Clearly there are false positives and things in these processed images: the bottom one in particular has a large false positive in the Z, and the last H has a bit missing where the L overlapped it. I don’t think either of these would actually affect a good OCR algorithm (given that said algorithm would have the font used built into it and have an ideally oriented and scaled image of the letters, albeit with the odd mistake), and even if it did, well, we cracked the other three. If we assume we can crack 75% of these captchas, then we can break into a forum which allows us 5 attempts (which is pretty standard) 99.9% of the time.

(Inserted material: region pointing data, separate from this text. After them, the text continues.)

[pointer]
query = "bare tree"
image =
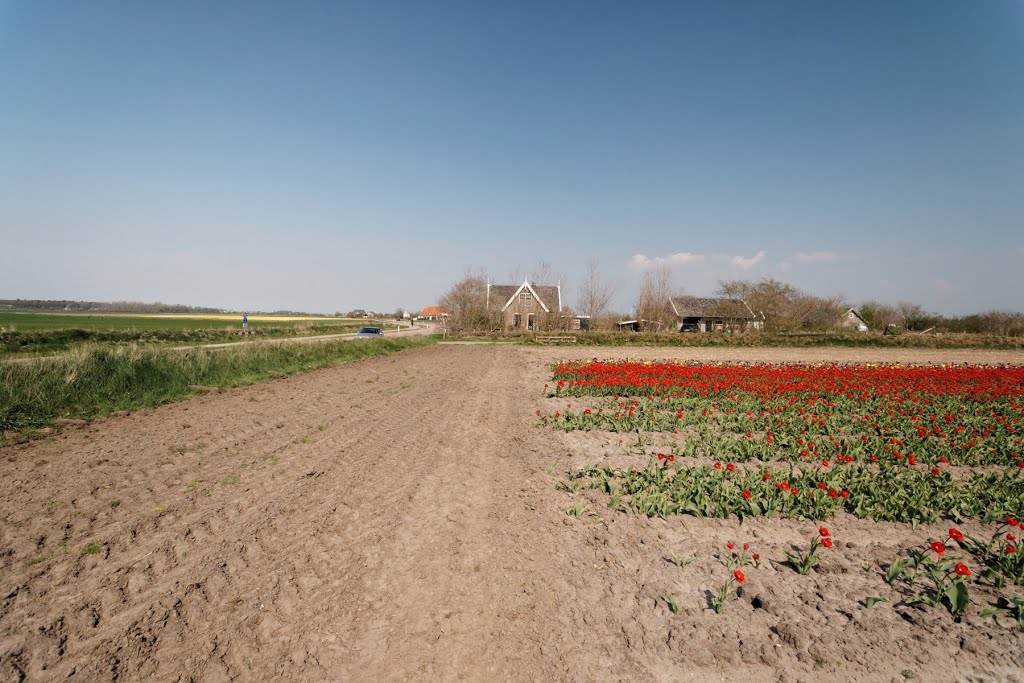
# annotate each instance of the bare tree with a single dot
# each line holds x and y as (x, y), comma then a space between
(467, 302)
(770, 298)
(595, 295)
(653, 307)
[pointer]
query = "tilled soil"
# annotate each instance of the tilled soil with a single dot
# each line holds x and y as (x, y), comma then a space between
(397, 518)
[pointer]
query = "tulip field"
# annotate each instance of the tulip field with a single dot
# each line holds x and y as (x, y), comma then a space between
(935, 446)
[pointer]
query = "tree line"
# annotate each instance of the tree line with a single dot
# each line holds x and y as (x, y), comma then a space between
(780, 306)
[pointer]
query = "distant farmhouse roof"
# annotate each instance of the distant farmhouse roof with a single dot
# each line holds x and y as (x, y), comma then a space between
(690, 306)
(550, 297)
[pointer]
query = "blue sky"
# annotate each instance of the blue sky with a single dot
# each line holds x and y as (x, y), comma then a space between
(329, 156)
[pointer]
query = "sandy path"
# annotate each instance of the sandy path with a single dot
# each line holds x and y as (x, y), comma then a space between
(391, 519)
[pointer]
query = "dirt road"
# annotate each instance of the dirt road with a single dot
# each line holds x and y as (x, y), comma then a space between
(389, 519)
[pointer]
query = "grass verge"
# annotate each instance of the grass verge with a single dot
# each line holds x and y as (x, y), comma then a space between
(95, 381)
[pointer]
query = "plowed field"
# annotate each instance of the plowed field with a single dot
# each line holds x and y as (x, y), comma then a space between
(397, 518)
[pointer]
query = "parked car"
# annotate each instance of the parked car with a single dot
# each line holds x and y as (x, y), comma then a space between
(369, 333)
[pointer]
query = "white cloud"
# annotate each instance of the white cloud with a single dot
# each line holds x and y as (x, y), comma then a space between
(681, 258)
(816, 257)
(744, 263)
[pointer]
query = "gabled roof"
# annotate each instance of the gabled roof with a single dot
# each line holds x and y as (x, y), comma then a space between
(856, 313)
(690, 306)
(548, 296)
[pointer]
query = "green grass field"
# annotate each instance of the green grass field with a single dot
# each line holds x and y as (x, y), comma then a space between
(34, 333)
(97, 379)
(15, 321)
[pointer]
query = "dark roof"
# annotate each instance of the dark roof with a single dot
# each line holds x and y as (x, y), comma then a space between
(690, 306)
(500, 294)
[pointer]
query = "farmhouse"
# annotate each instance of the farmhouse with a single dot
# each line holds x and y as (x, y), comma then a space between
(432, 313)
(828, 317)
(852, 319)
(714, 314)
(526, 307)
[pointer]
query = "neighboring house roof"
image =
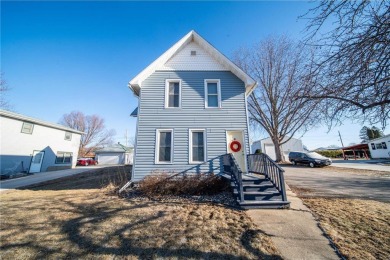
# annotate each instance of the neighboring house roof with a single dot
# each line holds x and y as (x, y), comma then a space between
(327, 148)
(136, 83)
(20, 117)
(379, 138)
(355, 147)
(116, 148)
(292, 138)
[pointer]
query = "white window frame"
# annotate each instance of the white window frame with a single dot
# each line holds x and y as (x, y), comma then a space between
(167, 81)
(64, 155)
(69, 135)
(206, 101)
(31, 129)
(190, 131)
(157, 146)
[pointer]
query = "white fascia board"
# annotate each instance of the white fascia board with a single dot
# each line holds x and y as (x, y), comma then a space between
(135, 83)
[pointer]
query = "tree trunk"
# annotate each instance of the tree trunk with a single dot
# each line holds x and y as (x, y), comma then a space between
(278, 150)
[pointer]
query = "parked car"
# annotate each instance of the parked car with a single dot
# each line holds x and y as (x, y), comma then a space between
(86, 161)
(312, 159)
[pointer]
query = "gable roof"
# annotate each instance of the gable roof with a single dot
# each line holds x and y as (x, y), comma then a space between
(136, 83)
(5, 113)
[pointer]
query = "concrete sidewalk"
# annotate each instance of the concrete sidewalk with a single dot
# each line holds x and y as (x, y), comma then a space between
(42, 176)
(294, 231)
(373, 165)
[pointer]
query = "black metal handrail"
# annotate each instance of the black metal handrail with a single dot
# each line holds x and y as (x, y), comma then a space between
(230, 167)
(263, 164)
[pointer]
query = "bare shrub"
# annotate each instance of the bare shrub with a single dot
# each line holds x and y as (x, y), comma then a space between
(111, 183)
(198, 184)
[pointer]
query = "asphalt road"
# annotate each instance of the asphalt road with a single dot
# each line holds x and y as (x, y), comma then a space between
(329, 182)
(42, 176)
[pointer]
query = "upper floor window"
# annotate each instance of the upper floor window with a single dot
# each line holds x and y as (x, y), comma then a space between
(68, 136)
(172, 93)
(27, 128)
(212, 93)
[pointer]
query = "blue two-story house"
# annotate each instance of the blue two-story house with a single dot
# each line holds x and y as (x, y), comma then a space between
(192, 109)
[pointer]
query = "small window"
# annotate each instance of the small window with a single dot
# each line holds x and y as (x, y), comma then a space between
(27, 128)
(172, 92)
(164, 143)
(379, 146)
(68, 136)
(63, 158)
(212, 93)
(197, 146)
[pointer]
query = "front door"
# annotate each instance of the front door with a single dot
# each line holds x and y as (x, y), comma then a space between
(236, 146)
(36, 161)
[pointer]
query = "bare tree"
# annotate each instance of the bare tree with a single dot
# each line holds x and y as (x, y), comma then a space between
(281, 69)
(96, 136)
(4, 88)
(353, 67)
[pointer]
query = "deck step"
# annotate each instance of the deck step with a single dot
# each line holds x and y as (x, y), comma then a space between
(264, 204)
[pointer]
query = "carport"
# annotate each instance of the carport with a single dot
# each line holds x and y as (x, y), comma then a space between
(356, 149)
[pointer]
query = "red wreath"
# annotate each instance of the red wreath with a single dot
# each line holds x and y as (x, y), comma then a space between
(235, 146)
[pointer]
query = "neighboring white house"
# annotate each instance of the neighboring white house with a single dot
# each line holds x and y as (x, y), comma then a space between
(380, 147)
(115, 154)
(266, 145)
(31, 145)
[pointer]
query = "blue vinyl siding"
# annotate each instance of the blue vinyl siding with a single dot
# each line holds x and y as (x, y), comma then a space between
(192, 114)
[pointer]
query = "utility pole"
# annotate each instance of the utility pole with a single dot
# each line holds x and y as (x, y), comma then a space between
(126, 138)
(341, 139)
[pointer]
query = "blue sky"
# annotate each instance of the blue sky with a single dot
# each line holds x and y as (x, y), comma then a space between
(58, 57)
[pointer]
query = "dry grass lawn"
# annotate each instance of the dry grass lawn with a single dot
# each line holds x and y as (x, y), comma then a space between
(54, 221)
(360, 229)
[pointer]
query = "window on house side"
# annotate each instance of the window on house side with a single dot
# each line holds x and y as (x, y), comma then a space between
(164, 149)
(213, 93)
(63, 158)
(27, 128)
(173, 93)
(379, 146)
(68, 136)
(197, 146)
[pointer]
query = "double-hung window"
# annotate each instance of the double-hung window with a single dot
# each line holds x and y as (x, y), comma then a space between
(172, 93)
(212, 93)
(63, 157)
(164, 145)
(197, 145)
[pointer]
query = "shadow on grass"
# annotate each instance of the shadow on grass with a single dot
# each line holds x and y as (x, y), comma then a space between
(97, 231)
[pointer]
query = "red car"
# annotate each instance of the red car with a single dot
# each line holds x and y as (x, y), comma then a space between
(86, 161)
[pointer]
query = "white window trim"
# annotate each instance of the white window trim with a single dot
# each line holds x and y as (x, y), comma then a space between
(70, 138)
(157, 146)
(218, 81)
(25, 132)
(167, 81)
(190, 145)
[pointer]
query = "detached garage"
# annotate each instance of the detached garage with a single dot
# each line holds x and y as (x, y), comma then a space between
(114, 155)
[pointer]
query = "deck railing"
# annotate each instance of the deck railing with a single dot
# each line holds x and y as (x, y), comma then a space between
(230, 167)
(263, 164)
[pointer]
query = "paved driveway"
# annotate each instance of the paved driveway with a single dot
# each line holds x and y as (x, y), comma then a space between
(42, 176)
(331, 182)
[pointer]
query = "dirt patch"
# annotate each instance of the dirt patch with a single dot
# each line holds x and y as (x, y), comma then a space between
(58, 220)
(359, 228)
(93, 179)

phpbb3 also allows the user an almost ludicrous amount of options for their captcha. This is good, as it means that a cracker will have a harder time beating the captcha in the general case. But in the specific case of the default settings, which almost everyone will use, this won’t help at all.

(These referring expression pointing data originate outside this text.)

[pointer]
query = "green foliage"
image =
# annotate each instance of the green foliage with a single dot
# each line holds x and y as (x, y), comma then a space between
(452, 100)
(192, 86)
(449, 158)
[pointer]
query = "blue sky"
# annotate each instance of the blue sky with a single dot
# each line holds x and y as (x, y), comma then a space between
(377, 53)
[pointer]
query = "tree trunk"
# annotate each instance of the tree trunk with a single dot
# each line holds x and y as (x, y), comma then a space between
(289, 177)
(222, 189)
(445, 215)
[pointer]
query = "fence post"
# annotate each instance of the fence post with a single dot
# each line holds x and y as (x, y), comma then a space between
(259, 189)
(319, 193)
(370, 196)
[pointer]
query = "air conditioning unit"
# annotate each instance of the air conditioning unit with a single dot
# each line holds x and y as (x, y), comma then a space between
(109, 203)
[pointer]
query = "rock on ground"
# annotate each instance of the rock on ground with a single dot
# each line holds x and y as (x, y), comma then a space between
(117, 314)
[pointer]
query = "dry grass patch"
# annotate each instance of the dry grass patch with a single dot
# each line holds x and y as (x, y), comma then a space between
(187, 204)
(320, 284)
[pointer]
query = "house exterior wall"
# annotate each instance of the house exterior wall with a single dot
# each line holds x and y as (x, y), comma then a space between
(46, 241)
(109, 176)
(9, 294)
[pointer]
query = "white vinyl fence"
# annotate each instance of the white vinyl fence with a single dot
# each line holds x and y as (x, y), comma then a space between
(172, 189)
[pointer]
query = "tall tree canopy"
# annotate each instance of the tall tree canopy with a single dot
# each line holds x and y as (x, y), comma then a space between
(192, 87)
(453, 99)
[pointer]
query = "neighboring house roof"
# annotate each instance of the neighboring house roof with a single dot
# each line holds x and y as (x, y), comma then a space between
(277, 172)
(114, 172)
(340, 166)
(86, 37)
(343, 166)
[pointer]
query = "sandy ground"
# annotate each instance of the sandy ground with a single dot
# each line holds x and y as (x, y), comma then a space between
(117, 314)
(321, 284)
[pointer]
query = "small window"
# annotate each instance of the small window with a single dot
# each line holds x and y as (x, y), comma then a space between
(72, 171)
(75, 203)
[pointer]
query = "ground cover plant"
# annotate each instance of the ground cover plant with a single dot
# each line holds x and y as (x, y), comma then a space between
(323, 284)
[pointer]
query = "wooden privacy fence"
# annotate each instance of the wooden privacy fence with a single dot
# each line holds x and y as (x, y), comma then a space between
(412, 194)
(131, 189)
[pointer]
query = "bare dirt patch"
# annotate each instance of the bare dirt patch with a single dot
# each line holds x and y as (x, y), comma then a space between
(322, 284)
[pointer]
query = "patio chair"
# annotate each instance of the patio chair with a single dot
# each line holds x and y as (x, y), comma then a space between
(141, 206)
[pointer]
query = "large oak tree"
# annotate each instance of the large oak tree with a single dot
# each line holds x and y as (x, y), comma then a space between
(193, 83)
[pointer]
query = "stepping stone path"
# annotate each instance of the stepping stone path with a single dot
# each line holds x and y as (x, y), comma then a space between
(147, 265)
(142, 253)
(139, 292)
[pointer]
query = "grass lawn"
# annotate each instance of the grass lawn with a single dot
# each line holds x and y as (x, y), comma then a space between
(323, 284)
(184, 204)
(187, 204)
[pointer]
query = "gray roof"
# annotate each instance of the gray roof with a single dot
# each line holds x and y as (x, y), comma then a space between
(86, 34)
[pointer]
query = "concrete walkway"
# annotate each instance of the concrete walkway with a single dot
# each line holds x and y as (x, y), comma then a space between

So what’s the solution? Personally, I use a bespoke text-based captcha. Image based ones are hard to programme, which isn’t a problem if you’re doing something like phpbb, because it has to be hard to crack (oh dear) and text based ones really aren’t. Another problem with image-based solutions is that some devices or people can’t read them, so there usually has to be a fallback, and then you have two links, of which a cracker need only outsmart the weakest. (Sorry for the mixed metaphor there.) I think bespoke text-based is good because there’s no really motivation for a cracker to devote any time to cracking it, as they’ll only get access to my websites, and if they do I can very easily change it the following evening. But it couldn’t work for phpbb as you can’t make a bespoke captcha for every user.

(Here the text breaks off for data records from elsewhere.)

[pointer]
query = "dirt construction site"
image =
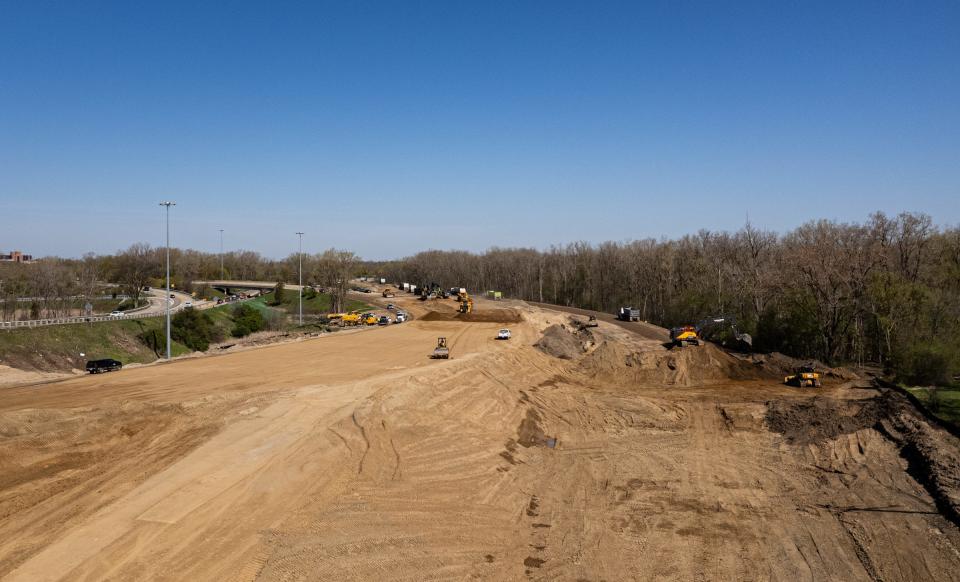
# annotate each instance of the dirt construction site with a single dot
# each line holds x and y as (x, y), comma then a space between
(560, 454)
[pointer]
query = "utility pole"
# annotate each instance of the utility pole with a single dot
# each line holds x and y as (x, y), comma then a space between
(167, 297)
(300, 258)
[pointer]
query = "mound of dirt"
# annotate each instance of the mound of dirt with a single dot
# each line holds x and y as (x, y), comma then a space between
(679, 367)
(560, 342)
(776, 364)
(485, 316)
(932, 453)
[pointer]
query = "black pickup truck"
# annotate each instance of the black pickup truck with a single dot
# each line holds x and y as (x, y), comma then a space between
(105, 365)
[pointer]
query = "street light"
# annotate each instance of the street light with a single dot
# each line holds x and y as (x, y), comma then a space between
(300, 292)
(167, 297)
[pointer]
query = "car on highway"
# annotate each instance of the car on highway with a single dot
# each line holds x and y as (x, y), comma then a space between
(104, 365)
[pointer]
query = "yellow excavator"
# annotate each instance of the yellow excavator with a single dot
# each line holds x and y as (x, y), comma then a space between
(805, 376)
(441, 352)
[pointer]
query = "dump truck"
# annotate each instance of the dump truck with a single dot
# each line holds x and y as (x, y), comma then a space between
(441, 352)
(804, 376)
(628, 314)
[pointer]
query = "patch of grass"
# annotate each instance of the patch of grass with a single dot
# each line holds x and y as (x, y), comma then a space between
(944, 403)
(320, 304)
(58, 347)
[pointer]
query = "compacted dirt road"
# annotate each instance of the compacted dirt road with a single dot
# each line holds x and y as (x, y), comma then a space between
(355, 457)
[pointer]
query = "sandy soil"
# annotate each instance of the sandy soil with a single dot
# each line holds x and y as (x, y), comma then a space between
(355, 457)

Some captchas are obfuscated further than these. Sometimes this is a simple case of drawing lines over and through the text. This is pretty easy to beat – any good photo touching-up software has had this feature since the week after flatbed scanners were invented, and replicating it is not hard, even when the lines must be found automatically. A better solution is to deform the letters themselves, though this involves a very direct tradeoff: anything you do that makes letter shapes harder for a computer to identify will have the same effect for your legitimate users. Again, I would attack such a captcha by not attempting to restore the original image, but by developing an algorithm to characterise each… well, character based on its Euler number, the number of sharp corners in its outline and their relative locations, and maybe the Euler number of the shape you get if you dilate it a bit. I believe this could crack such a captcha with minimal training.

Theoretically, human authentication is the best way, but humans aren’t apparently very good at that. It’s not always apparent from a name and an email address if a user is a human or a spambot. My proposed solution is a deliberately impossible captcha: you find or create an image, possible of random abstract ‘art’, or a landscape, or a sort of randomly generated Rorschach ink-blot test, and ask the user for a vague, one sentence description. Then a human would authenticate the user’s account by seeing if the user’s description of the image relates to that image in any way. It’d be a little subjective, but I really can’t see it being cracked, except perhaps be Derren Brown concocting a sentence that would appear to describe any image. And people would learn to spot that sentence. It would still be susceptible to the porn crack, but then everything is, and honestly I think it’d be fairly easy to tell which descriptions of Rorschach ink-blots had come from the minds of teenage boys looking for naked pictures with a pretty high degree of certainty.

Plus, I think it’d offer a fascinating glimpse into the psyche of all prospective users of your forum.

You can download all the above code, and some general making-it-work gubbins in the Code Factory, but you’ll need Matlab to make it work, and you’ll need the Image Processing Studio, to make it run. If anyone wants to extend the code, do feel free. Complete code is available if you want it, though – people sell it to prospective spammers.